Our current implementation of the InsertVSETVLI dataflow allows phase 3 to arrive at a different block end state than the data flow in phase 1/2 computed. This arises because a block which contains instructions (e.g. load or stores) which don't consume all the incoming bits of the VL/VTYPE can be compatible with multiple incoming states. The algorithm effectively changes the SEW on such instructions, and propagates the prior state forward. As phase 3 uses the block input state for this propagation, but phase 1/2 doesn't, this can result in different block end states.

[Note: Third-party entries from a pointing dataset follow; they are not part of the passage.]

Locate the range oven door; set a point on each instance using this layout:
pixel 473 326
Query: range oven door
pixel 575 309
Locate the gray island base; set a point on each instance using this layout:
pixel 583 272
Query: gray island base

If we don't correct for it, this discrepancy can result in miscompiles. This was the source of multiple recent changes. However, by now we have fixes for all known correctness issues.
The basic strategy we use is to insert a compensation vsetvli to bring the block state leaving the block back into consistency with the one computed. This is correct, but results in extra vsetvlis being placed at the end of blocks.
This change adjusts the phase 1/2 algorithm to propagate the incoming block state through the block, allowing the compatibility rules to modify the end state. The algorithm may need to run slightly more iterations, but the end result is consistent with what phase 3 does.
The benefit of doing this is two fold.
First, we reverse some of the code quality introductions introduced in the functional fixes.
Second, we simplify the invariants, and allow the strict assertions to be enabled. Several humans, myself included, have found it quite surprising that invariant didn't hold already, and arguably that confusion is the cause of several of our recent miscompiles in this code.
The downside to this patch is that the dataflow may require additional iterations to stabilize. In the worse case, we go from O(Edges) to O(E + UniquePaths) as the incoming state (and thus the outgoing one) can now change once for each path from the entry block.
A couple notes to reviewers:
- The majority of the code improvements are simply reversing the regressions from D125703.
- A prior version of this patch switched from optimistic to conservative data flow. I have dropped that entirely, and don't plan to revisit. It turned out my doing so was accidentally fixing the issue in D125703, and I had not realized that.
This is the last use of /*Strict*/ true - can we follow up on this and get rid of Strict entirely, which was always a patch job?